マヤの魔杖に静かな魔力が灯る。色は黒、おそらく闇魔法の黒槍を使うつもりなのだろう。
彼女の視線の先には、巨大な角を持つ鹿のような動物がいた。此処いらに生息する草食性の動物の中でも一、二を争う大きさだ。このような肉食性の魔物も多い森に棲む動物らしく、その突進は木々をも薙ぎ倒す程だ。
息を殺し、木々に隠れながらゆっくりとゆっくりと近づくマヤの姿に、初めてのおつかいを見守る母親のような心境に陥るリンヤ。
一撃で仕留め損なえば、おそらく外敵を排除するために突進をかけるだろう。リンヤは鎌をぎゅっと握り、もしもの場合に備える。
マヤは攻撃可能範囲に入ると、照準を合わせるように木々から半身出し、杖の先を視線上に持って行く。
そして、一歩踏み出した時だ。
ぱきッ、と。地面の小枝を踏み折った乾いた音が響く。
鹿の首がぐるりとマヤの方を向いた。
その距離およそ二十メートル。
鹿の蹄が地面を抉り、甲高い嘶きが響き渡る。
リンヤは鎌を持ち、そのまま飛び出そうとした。
しかし、マヤはいたって冷静に魔法を構築、魔杖の先端に黒い魔法陣が展開し、そこから黒い光が帯を引きながら鹿に殺到した。
頭部、心臓、右前脚。
これらを貫かれた鹿はバランスを崩し地面に倒れ込む。傷口から鮮血を溢れさせ、全身をけいれんさせると、あっという間に絶命してしまった。

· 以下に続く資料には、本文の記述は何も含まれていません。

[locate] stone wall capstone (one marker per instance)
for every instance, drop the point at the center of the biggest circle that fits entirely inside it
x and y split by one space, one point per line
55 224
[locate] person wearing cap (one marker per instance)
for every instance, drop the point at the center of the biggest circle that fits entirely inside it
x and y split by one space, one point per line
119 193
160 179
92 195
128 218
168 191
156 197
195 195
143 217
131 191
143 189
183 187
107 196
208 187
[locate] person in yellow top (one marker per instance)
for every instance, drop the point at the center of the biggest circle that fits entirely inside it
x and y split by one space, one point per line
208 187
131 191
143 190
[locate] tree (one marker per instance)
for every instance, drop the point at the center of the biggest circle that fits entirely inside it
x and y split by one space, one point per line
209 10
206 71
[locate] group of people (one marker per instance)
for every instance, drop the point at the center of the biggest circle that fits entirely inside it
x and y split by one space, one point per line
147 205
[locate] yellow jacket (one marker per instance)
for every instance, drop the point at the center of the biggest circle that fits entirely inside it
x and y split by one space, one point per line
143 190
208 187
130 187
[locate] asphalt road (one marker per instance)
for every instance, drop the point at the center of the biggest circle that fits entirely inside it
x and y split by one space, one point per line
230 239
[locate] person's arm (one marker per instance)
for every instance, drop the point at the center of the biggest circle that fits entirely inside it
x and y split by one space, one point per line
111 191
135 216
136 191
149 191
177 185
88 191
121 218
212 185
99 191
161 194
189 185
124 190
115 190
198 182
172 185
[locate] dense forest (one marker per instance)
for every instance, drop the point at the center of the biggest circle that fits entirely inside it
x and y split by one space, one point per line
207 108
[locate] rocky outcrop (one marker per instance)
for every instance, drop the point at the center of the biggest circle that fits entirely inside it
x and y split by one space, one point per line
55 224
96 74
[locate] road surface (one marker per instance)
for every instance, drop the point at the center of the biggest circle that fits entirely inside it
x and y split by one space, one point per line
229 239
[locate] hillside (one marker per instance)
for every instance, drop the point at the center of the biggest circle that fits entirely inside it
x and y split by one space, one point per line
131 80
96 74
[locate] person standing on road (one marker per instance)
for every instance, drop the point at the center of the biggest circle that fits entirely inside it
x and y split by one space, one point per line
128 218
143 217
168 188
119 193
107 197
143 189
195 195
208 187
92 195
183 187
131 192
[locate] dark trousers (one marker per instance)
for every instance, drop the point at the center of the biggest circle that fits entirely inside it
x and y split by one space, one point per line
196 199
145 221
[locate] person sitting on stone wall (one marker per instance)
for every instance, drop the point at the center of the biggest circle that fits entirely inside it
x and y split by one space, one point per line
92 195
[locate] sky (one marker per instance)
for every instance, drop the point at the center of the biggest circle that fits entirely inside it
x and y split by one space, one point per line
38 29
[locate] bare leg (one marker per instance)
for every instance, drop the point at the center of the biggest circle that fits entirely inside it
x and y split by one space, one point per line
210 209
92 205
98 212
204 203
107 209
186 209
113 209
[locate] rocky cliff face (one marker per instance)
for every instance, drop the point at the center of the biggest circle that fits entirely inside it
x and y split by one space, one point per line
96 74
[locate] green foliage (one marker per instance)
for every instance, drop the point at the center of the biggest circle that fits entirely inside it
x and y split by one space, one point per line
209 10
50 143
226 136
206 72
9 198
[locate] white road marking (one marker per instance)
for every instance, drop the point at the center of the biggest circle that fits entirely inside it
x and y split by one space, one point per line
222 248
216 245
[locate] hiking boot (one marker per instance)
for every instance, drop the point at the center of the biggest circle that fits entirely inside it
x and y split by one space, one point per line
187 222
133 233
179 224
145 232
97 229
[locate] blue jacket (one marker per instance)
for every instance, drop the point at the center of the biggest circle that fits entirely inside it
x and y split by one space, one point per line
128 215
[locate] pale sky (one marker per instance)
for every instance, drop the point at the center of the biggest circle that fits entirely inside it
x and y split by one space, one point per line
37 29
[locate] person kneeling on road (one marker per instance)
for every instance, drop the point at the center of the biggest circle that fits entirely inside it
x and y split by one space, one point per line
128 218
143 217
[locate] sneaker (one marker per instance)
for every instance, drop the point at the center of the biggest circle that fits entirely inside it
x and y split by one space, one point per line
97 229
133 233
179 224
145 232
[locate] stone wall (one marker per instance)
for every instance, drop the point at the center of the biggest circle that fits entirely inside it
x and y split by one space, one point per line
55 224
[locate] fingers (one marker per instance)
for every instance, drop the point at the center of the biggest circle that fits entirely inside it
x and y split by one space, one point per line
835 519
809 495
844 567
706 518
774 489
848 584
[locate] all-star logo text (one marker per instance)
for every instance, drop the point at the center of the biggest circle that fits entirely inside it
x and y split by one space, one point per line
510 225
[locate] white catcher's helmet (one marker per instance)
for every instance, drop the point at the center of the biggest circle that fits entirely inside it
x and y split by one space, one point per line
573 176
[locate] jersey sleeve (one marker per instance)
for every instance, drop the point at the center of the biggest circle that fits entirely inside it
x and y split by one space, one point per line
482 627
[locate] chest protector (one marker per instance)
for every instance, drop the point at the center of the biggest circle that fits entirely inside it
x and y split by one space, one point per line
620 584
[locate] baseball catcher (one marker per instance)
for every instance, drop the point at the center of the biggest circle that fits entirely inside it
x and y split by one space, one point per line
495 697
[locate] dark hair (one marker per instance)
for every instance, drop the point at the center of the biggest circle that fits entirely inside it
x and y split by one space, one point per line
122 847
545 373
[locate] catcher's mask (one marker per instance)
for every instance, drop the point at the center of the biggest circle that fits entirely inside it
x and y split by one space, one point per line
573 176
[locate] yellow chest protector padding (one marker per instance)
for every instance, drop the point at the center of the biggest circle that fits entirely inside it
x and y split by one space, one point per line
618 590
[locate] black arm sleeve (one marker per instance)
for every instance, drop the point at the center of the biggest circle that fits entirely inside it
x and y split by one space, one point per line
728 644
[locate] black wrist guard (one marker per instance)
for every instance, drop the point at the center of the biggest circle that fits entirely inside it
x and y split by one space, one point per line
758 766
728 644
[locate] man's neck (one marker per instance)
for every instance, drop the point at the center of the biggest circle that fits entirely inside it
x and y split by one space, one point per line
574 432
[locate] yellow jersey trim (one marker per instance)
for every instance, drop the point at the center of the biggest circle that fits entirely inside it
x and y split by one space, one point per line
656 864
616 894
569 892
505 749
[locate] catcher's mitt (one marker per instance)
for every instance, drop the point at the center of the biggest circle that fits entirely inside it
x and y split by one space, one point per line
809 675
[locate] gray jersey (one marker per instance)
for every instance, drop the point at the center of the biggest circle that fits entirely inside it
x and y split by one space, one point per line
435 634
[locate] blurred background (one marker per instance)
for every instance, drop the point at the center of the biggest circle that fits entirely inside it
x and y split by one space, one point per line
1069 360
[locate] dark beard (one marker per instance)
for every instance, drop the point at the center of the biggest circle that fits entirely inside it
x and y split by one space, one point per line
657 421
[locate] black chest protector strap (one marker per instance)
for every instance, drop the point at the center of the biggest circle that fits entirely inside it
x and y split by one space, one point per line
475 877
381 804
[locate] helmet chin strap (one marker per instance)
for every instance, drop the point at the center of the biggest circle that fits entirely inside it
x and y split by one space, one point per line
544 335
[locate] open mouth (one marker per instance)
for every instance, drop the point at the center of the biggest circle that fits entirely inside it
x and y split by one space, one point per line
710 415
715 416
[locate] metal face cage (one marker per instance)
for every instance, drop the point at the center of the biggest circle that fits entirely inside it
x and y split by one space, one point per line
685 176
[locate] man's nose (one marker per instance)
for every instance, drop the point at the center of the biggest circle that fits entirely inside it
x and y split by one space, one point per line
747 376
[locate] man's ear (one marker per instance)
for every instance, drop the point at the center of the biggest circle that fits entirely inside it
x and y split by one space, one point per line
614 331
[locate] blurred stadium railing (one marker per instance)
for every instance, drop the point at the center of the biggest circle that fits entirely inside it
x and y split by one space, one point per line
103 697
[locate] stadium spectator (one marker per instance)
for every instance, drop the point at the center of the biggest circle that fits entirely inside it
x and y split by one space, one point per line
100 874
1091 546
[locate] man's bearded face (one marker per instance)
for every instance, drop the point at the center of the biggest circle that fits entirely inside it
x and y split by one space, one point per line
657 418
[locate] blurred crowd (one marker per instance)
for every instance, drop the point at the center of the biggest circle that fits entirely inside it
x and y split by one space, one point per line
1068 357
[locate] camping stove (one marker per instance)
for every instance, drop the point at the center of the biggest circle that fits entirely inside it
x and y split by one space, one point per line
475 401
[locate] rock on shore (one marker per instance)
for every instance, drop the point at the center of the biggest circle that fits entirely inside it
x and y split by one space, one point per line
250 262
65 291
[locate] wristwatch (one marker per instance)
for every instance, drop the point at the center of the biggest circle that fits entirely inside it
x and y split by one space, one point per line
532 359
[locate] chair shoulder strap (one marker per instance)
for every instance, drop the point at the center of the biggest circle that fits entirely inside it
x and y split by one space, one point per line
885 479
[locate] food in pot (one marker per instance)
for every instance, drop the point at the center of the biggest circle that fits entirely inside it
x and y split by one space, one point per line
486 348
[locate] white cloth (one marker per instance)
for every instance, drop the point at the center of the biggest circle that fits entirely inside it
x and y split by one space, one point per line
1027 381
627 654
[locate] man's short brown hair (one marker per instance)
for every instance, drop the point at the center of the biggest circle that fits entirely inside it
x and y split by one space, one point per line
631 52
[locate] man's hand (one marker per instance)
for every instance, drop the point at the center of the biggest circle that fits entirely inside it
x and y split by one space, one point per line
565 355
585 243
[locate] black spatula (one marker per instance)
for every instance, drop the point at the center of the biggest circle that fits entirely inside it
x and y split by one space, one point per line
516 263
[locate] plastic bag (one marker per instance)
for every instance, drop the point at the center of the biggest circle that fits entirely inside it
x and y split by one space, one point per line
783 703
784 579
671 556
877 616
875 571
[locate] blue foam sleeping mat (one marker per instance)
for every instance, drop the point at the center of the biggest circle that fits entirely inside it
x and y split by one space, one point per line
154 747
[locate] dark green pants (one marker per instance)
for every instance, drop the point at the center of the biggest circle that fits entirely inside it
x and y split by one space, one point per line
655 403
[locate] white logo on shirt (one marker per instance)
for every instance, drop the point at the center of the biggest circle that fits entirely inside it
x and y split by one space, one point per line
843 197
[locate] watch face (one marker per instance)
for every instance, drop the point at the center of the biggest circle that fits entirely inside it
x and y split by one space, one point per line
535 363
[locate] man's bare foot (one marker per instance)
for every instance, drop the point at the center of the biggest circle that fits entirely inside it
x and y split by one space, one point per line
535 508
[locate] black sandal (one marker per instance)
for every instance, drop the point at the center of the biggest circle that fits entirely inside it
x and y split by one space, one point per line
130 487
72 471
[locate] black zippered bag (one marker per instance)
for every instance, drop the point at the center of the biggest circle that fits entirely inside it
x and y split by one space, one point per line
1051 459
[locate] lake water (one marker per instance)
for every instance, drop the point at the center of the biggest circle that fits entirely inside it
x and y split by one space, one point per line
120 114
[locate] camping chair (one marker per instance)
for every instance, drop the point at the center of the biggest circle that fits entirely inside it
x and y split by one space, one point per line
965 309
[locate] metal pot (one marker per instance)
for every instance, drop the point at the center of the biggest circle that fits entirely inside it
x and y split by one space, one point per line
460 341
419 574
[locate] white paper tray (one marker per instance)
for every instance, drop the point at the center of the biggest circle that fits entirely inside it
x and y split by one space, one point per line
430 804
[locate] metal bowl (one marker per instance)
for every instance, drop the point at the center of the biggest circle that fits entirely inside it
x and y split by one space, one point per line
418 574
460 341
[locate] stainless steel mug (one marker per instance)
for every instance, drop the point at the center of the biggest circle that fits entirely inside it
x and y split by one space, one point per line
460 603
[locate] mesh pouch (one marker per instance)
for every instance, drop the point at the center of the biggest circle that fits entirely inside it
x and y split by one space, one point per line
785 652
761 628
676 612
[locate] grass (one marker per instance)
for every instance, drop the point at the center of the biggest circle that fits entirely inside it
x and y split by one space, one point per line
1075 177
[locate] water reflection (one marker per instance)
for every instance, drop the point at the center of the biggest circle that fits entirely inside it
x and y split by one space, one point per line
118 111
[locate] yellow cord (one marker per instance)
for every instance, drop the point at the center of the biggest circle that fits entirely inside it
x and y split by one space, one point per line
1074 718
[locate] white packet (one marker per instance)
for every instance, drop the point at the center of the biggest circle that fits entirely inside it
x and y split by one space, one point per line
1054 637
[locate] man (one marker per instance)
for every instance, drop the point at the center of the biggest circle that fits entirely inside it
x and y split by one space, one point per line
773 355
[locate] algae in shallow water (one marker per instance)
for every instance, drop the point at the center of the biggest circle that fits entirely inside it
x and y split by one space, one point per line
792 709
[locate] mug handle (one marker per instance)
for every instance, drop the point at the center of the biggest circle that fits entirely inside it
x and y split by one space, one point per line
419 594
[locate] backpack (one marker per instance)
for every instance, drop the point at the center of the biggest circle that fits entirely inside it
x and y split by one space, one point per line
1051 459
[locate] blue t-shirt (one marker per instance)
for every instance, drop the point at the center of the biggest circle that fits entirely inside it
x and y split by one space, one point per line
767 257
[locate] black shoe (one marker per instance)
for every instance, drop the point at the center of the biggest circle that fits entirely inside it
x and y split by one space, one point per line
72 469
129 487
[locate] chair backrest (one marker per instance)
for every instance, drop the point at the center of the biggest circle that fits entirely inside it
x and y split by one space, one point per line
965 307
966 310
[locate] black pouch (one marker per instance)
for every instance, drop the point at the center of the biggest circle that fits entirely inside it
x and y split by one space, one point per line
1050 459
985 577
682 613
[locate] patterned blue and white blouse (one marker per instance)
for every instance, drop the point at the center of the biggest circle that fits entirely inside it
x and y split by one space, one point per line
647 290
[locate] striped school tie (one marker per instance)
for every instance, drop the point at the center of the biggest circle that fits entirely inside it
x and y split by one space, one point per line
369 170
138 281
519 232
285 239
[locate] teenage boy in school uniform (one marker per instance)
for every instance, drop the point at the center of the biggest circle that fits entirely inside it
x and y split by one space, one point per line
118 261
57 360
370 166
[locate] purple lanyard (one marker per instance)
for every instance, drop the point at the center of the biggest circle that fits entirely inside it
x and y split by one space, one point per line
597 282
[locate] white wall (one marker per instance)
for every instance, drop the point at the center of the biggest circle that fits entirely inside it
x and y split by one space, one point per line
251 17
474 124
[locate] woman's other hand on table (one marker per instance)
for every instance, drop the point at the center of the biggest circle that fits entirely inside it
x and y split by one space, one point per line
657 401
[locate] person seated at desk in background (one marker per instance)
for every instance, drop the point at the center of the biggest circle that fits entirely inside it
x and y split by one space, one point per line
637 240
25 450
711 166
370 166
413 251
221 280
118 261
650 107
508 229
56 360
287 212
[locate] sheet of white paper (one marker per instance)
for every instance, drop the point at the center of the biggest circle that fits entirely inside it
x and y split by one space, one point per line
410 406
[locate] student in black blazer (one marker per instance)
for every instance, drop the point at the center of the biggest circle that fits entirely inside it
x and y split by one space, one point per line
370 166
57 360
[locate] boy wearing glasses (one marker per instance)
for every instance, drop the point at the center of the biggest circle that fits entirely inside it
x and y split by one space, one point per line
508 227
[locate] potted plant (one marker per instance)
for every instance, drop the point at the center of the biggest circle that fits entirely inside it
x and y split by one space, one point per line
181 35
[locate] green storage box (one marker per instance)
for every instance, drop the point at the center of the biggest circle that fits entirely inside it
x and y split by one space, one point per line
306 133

マヤはその死体にそっと近づくと、頭を一撫で。その後、リンヤがいる所を見ると、にっこりと嬉しそうに笑った。
成長したなぁ、という感慨と共に、ある種の寂しさも覚える。
心配したのが馬鹿らしくなってきて、解体をしようとしているマヤのもとに近づいていった。
二つの影が、やがて森の中から現れる。
その光景はあまりに歪で、酷く、滑稽だった。
しかし、片割れの少女の表情はとても柔らかい。
黒衣を纏った死神は、その鎌を肩に提げ、決して少女に向けることは無い。
そう――変わったひとつの幸せの形が、そこにはあった。